The last few years mark dramatic improvements in modeling of protein structure. Progress was initially due to breakthroughs in residue-residue contact prediction, first with global statistical models and later with deep learning. These advancements were then followed by an even broader application of the deep learning techniques to the protein structure modeling itself, first using Convolutional Neural Networks (CNNs) and then switching to Natural Language Processing (NLP), including Attention models, and to Geometric Deep Learning (GDL). The accuracy of protein structure models generated with current state-of-the-art methods rivals that of experimental structures, while models themselves are used to solve structures or to make them more accurate.Looking at the near future of machine learning applications in structural biology, we ask the following questions: Which specific problems should we expect to be solved next? Which new methods will prove to be the most effective? Which actions are likely to stimulate further progress the most? In addressing these questions, we invite the 2022 PSB attendees to actively participate in session discussions.The AI-driven Advances in Modeling of Protein Structure session includes five papers specifically dedicated to:Evaluating the significance of training data selection in machine learning.Geometric pattern transferability, from protein self-interactions to protein-ligand interactions.Supervised versus unsupervised sequence to contact learning, using attention models.Side chain packing using SE(3) transformers.Feature detection in electrostatic representations of ligand binding sites.

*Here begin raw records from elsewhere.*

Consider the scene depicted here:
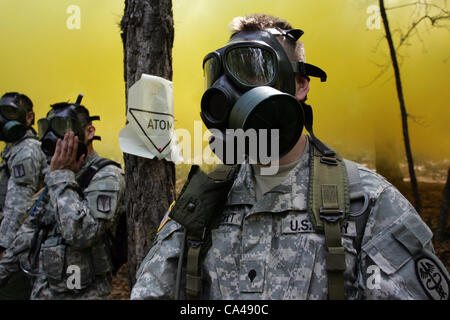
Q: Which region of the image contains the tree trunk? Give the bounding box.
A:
[120,0,175,288]
[436,168,450,241]
[380,0,422,214]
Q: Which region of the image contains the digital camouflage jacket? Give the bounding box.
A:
[0,152,125,299]
[131,139,449,300]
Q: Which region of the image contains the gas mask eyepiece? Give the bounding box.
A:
[0,92,32,142]
[200,30,326,164]
[37,94,100,160]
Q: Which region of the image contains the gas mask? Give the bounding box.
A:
[0,94,28,142]
[200,29,326,164]
[38,94,100,160]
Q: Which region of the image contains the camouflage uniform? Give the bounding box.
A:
[131,139,448,300]
[0,152,124,299]
[0,130,48,248]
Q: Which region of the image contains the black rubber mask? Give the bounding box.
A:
[200,30,326,164]
[0,97,28,142]
[38,95,100,160]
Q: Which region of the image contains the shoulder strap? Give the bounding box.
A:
[308,138,350,300]
[169,165,239,299]
[77,158,122,190]
[344,160,373,253]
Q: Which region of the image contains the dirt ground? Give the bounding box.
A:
[112,182,450,300]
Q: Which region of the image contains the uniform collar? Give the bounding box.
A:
[227,137,311,214]
[76,151,100,177]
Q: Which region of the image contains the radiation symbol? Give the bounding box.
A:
[128,108,174,154]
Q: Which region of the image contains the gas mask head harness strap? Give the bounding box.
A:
[0,92,34,142]
[38,94,101,159]
[200,28,332,163]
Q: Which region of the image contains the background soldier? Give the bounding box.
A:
[0,95,124,299]
[131,15,449,300]
[0,92,48,299]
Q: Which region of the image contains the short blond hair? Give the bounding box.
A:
[228,13,306,62]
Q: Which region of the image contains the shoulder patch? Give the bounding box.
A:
[13,163,25,178]
[158,201,175,232]
[416,256,449,300]
[97,194,111,213]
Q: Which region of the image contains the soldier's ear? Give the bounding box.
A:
[295,75,309,101]
[25,111,35,127]
[84,124,95,141]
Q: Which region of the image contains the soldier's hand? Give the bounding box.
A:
[50,131,85,172]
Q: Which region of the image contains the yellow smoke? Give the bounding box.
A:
[0,0,450,170]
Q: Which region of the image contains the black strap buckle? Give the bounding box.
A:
[319,207,344,222]
[320,156,338,166]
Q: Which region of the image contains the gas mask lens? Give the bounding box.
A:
[38,117,79,139]
[203,45,276,90]
[225,47,275,86]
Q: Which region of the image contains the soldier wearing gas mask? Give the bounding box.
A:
[131,14,449,300]
[0,95,124,299]
[0,92,48,299]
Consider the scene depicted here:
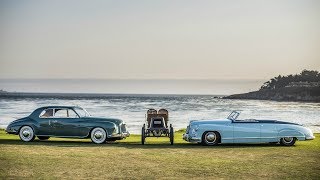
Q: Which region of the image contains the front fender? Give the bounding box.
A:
[6,117,38,134]
[278,129,306,140]
[88,122,119,137]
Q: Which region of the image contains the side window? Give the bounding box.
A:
[68,109,78,118]
[54,109,68,118]
[39,109,53,118]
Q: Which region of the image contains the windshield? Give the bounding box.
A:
[74,107,91,117]
[228,111,240,121]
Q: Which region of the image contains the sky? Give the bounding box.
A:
[0,0,320,80]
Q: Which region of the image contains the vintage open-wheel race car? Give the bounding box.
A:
[141,109,174,145]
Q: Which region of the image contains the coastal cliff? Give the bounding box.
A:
[224,70,320,102]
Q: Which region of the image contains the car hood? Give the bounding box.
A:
[190,119,231,124]
[84,116,123,124]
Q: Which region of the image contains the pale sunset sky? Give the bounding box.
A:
[0,0,320,79]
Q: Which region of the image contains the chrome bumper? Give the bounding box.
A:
[182,134,201,143]
[110,131,130,139]
[306,136,316,140]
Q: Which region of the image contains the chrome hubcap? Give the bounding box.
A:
[20,126,34,141]
[22,130,30,137]
[283,137,293,143]
[94,131,103,139]
[205,132,217,144]
[91,128,107,144]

过去几年中,蛋白质结构建模取得了显著的进展。最初的进展归功于残基残基接触预测方面的突破,先是全局统计模型,然后是深度学习。随后,深度学习技术在蛋白质结构建模本身的应用更加广泛,首先是使用卷积神经网络(CNN),然后转向自然语言处理(NLP),包括注意力模型,以及几何深度学习(GDL)。使用当前最先进的方法生成的蛋白质结构模型的准确性可与实验结构相媲美,而模型本身则用于解决结构问题或提高其准确性。展望机器学习在结构生物学中的应用的未来,我们提出以下问题:我们预计接下来会解决哪些具体问题?哪些新方法将被证明最有效?哪些行动最有可能推动进一步的进展?在回答这些问题时,我们邀请 2022 年 PSB 会议的与会者积极参与会议讨论。“人工智能驱动的蛋白质结构建模进展”会议包括五篇专门讨论以下问题的论文:评估机器学习中训练数据选择的重要性。从蛋白质自相互作用到蛋白质-配体相互作用的几何模式可转移性。使用注意力模型进行监督与无监督的序列到接触学习。使用 SE(3) 转换器进行侧链包装。在配体结合位点的静电表示中进行特征检测。